Both tables with contain your ID number. The employee_id in the parent table is a primary key, the employee_id in the child table is a foreign key.

When to use one-to-one tables:

One-to-many

One-to-many means that a record in table A may have many matching records in table B, but a record in table B can only match one record in table A.

For example, in a contacts table (table A), each person has only one 'prof_id' (proffession id), but more than one person in the contacts list may have the same prof_id. For example, the prof id for Programmer may show up more than once in my_contacts, but each person in my contacts will only have one prof id.

In this case, we moved the profession column to a new child table and changed the proffession column in the parent table to a foreign key called 'prof_id'. Since it's a one-to-many relationship, we can use the prof_id in both tabels to allow us to connect them.

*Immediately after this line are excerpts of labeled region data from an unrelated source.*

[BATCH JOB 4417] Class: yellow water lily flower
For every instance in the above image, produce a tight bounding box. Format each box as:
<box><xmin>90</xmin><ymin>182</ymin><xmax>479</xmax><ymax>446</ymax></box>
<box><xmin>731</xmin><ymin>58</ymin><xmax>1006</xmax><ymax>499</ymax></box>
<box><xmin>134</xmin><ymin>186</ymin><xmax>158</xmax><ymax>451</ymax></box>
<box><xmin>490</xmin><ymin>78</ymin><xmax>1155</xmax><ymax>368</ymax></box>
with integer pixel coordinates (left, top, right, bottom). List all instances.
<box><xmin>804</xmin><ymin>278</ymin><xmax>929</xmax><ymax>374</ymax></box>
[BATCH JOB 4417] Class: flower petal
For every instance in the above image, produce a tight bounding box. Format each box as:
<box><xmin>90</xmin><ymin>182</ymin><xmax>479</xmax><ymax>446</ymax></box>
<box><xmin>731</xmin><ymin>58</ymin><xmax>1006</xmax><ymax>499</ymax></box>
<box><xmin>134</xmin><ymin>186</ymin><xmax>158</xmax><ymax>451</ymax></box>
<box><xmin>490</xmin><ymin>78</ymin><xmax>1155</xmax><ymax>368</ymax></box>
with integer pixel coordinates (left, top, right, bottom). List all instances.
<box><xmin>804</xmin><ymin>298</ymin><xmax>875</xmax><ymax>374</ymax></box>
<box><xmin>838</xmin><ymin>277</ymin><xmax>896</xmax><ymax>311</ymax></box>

Because the prof id can repeat (have many matching records), this can't be a primary key, it is a foreign key because it references a key from another table.

Many-to-many

Many children own many toys. More than one child can have a toy that is of the same brand.

To create a many-to-many table, we need two one-to-many tables that link to a junction table. A junction table contains the primary key columns of the two tables we want to relate to each other.

The children table contains two columns, a 'child_id 🔑' column, and a 'child' column.

The toy table also contains two columns, a 'toy_id 🔑' column and a 'toy_name' column.

The junction table contains two columns, a 'child_id ✈️ 🔑' and a 'toy_id ✈️ 🔑' column.

Composite keys

Composite keys are like primary keys, but whereas the primary key uses only one column, a composite key uses multiple columns.

So far, we have talked about how data in a table relates to other tables, but not how the columns in a table relate to each other.

A composite key is a primary key composed of multiple columns, creating a unique key.

While there may be duplicate data in each of the individual columns, the assumption is that together, both columns will form a unique pair.

Imagine have a table of superheroes, where the columns are: name, power and weakness. We assume that when combined, the name and power columns will create a unique composite key.

Dependencies

Functional dependencies

When a column's data must change when another column's data is modified, the first column is functionally dependent on the second.

For example, if we have two columns, a name and an initial column, when we change one of them, we must change the other.

A quick way to describe a function dependency is to write this: T.x ->; T.y (a good idea to map dependencies in not SQL projects too - personal opinion).

super_heroes.name ->; super_heroes.initials. This means: In the super heroes relational table, the initial column in functionally dependent on the name column.

Non-dependent

A non-dependent column does not change if another colum changes, it stands alone.

Partial functional dependency

A partial functional dependency means that a non-key column is dependent on some, but not all of the columns in a composite primary key. In our superheroes table, the initials column is partially dependent on name, because if the superhero's name changes, the initials value will too, but if the power changes, and not the same, our superhero's initials will stay the same.

Transistive functional dependency

We also need to consider how each non-key column relates to the others. If an arch-enemy moves to a different city, it doesn't change his arch enemy id. If changing any of the non-key columns might cause any of the other columns to change, you have a transitive dependency.

For example, if the arch enemy id changes, then the arch enemy city could but may not for definite change alnog with it.

A transitive functional dependency is when any non-key column is related to any of the other non-key columns.

Recap 1NF, 2NF and 3NF rules that you want all of your tables to follow

1NF

  1. Columns contain only atomic values
  2. No repeating groups of data

2NF

  1. Be in 1NF
  2. Have no partial or functional dependencies

3NF

  1. Be in 2NF
  2. Have no transitive dependencies

A table follows 1NF AND 2NF rules if ALL the columns in the table are part of the primary key OR it has a single column primary key.